Cannot mimic manual document split in Azure, programatically, using Azure SplitSkill

106 Views Asked by At

I am going from a manual setup of my RAG solution in Azure to setting up everything programmatically using the azure python sdk. I have a container with a single pdf. When setting up manually is see that the Document count under the created index is 401 when setting the chunking to 256. When using my custom skillset:

split_skill = SplitSkill(
    name="split",
    description="Split skill to chunk documents",
    context="/document",
    text_split_mode="pages",
    default_language_code="en",
    maximum_page_length=300,  # why cannot this be set to 256 if I can do this with a manual setup?
    page_overlap_length=30,
    inputs=[  
        InputFieldMappingEntry(name="text", source="/document/content"),  
    ],  
    outputs=[  
        OutputFieldMappingEntry(name="textItems", target_name="pages")  
    ],
)

I get 271. I want to mimic my manual chunking setup as much as possible as I already have good performance.

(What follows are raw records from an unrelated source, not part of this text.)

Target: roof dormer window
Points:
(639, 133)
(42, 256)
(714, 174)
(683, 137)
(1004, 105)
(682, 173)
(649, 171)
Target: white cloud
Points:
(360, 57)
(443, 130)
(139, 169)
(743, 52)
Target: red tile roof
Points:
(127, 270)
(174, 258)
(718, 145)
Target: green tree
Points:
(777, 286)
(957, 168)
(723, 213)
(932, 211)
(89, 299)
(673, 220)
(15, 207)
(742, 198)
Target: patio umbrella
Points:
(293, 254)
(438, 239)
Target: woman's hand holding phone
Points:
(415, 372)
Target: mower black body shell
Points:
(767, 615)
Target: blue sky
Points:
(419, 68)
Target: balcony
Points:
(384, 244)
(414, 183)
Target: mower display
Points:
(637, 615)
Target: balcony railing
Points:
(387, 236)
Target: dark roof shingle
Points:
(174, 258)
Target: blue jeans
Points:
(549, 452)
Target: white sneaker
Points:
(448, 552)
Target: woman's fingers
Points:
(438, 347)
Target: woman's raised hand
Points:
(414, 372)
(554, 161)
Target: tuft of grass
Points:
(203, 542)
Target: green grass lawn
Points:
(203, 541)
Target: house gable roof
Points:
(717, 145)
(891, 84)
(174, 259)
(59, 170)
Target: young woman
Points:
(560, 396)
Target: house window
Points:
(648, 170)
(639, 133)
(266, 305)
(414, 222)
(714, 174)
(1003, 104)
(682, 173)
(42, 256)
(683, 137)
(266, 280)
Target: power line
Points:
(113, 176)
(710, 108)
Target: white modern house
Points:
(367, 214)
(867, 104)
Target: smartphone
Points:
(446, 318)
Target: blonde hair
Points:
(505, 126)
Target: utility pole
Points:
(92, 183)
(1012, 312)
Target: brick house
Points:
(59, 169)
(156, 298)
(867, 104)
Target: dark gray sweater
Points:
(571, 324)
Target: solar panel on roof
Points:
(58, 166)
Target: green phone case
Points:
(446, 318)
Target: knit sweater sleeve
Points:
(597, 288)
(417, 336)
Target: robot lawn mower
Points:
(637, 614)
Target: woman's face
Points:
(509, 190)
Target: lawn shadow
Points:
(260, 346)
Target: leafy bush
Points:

What am I missing? Alternatively, could somebody point me to the default setup for chunking when it is performed by hand?

22 FEB EDIT

Answering @JayashankarGS

According to this doc the minimum value you need give is 300. learn.microsoft.com/en-us/azure/search/… Chunking in RAG is not as same as maximumPageLength in split skillset.

To me it looks like maximum_page_length is exactly chunking_size. But you are right, as of today, there is nothing to do regarding selecting a chunk size of less than 300 using SplitSkill...

enter image description here

1

There are 1 best solutions below

3
JayashankarGS On

You can mimic the splitting; however, the text split skill has a minimum length limit of 300, which is not the case in your manual setup.

Since the text split skill doesn't accept a maximum_page_length less than 300, you can split your documentation using the LLM_RAG_CRACK_AND_CHUNK_AND_EMBED built-in component found in the Azure ML registry. Then, create an index on the resulting dataset from this component.

Refer to this Stack Overflow solution regarding LLM_RAG_CRACK_AND_CHUNK_AND_EMBED.